DALLAS — New Orleans Mayor Mitch Landrieu rolled out a $483 million operating budget for 2011 on Thursday that he said would pay for essential city services while setting strict spending limits.
“The city needs to get back to basics and to fix the broken budget process once and for all,” Landrieu said. “We will stop the overspending and, for the first time in over 30 years, we will create a city budget that all city government will live by.”
Landrieu said the budget he would officially present to the City Council Friday is unlike budgets presented by earlier administrations because the current proposal is realistic and balanced. For too long, he said, the city has been living beyond its means.
New Orleans had $72 million in reserves in 2007, Landrieu said, and now has none. “We must face the hard truth that the city in the past has not been on a sound fiscal footing,” he said.
“Throughout the first half of this year, the city was on pace to spend $80 million more than it had. And in each of the previous two years, it spent $50 million more than it took in.”
The proposed 2011 budget is different, he said.
“This budget does not rely on savings, bailouts, or other one-time funds,” he said.
“There is no free lunch. Now, we have to pay for it.”
Landrieu took office May 3 after being elected with 66% of the vote in a field of 11 candidates.
New Orleans operates on a calendar fiscal year. The City Council must approve the budget for 2011 by Dec. 1.
Balancing the budget will require higher sanitation fees, Landrieu said, and the first increase in the city’s property tax rate since the rate was lowered after Hurricane Katrina devastated the Big Easy in 2005.
“The hole in the budget that was created when this millage rate was lowered was filled by pillaging our savings, using one-time revenues, and relying on federal dollars,” he said.
“But since then, the nation’s economy has fallen apart, our reserves have been tapped out, and one-time federal recovery dollars are gone.”
The rate increase of 8.74 mills would generate $23.1 million in 2011, the city said.

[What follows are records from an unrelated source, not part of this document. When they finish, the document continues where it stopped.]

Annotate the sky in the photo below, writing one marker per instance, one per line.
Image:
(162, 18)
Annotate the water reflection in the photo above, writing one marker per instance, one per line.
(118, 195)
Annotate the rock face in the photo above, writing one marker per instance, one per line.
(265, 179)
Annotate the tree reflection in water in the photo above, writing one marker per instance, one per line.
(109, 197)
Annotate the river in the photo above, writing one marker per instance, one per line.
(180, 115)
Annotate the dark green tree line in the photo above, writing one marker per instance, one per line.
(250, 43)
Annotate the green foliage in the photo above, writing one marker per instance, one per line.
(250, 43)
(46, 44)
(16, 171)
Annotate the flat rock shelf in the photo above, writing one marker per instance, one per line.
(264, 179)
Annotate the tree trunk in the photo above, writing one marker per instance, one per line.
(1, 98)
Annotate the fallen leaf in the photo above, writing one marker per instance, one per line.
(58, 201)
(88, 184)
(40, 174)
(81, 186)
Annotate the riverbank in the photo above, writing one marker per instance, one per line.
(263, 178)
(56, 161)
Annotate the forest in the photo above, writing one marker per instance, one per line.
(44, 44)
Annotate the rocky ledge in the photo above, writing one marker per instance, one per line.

It would result in an additional $250 tax per year on a $350,000 home and $874 per year for $1 million of commercial property.

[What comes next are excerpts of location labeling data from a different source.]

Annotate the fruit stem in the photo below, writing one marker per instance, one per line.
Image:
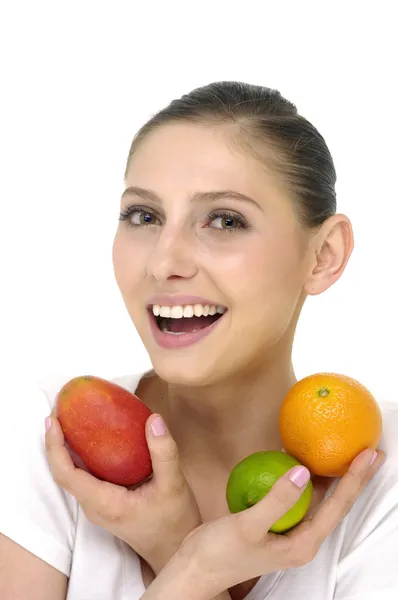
(323, 392)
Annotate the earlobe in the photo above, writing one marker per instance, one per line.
(332, 248)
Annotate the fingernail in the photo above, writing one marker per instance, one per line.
(299, 476)
(373, 459)
(158, 426)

Without the new revenue, Landrieu said, the city would have to lay off hundreds of police and firefighters or cut the budget of other departments by 25%.
The additional sanitation fees would bring in $11.6 million a year.

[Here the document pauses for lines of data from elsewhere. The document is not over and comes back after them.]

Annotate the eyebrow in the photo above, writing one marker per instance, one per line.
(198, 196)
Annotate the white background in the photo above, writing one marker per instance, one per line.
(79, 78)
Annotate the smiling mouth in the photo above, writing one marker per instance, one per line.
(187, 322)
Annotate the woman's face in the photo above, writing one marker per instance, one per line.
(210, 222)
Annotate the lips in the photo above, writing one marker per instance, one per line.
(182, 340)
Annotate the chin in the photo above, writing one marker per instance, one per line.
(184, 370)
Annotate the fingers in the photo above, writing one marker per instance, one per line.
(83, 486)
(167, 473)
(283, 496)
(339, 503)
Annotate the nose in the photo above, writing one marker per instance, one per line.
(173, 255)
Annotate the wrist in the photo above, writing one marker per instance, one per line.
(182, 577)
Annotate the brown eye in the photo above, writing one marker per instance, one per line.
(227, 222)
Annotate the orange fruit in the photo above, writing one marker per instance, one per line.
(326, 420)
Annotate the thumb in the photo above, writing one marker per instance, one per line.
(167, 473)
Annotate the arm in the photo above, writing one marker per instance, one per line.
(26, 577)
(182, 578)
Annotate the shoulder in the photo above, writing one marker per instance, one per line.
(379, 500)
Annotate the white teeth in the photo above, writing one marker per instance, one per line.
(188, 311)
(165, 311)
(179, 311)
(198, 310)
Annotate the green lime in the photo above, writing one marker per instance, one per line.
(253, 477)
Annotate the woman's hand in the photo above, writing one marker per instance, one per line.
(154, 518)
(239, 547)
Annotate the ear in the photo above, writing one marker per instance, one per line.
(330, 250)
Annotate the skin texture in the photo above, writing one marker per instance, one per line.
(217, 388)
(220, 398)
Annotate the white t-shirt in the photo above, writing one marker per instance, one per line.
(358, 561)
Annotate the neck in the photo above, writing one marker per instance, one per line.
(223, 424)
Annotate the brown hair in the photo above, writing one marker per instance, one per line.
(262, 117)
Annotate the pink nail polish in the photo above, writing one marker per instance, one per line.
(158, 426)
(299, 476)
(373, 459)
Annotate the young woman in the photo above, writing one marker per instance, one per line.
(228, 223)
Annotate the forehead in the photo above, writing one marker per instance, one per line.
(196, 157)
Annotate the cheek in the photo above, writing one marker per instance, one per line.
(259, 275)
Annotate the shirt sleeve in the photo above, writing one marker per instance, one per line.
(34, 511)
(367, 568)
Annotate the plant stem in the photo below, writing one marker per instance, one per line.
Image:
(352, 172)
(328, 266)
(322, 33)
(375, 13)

Landrieu vowed to streamline New Orleans government by overhauling and reorganizing every city department by the end of the first quarter of 2011.
Citing priorities raised at community meetings on the budget, Landrieu said the 2011 spending plan calls for the repair of 30,000 pot holes and the cleaning of 8,000 drainage basins.
The police academy will graduate only one class in 2011, compared to two in 2010, but Landrieu said the number of police on the street will be increased by shifting officers out of desk jobs.
In his first major speech as mayor in July, Landrieu said the city was facing a $67 million revenue shortfall in 2010. However, he said last week, the city’s budget hole was deeper than it seemed.
“Due to an audit of past-year expenditures and a decrease in revenue, the budget gap grew from an already staggering $67 million to nearly $80 million,” Landrieu said. “If left unaddressed, this gap would have ballooned, damaging the city’s bond rating and putting our entire recovery at risk.”
The shortfall will be resolved by the end of the year, he said, but it won’t be easy.
“Let me be clear,” he said. “When you are $80 million in the red through just half a year, there are no good options.”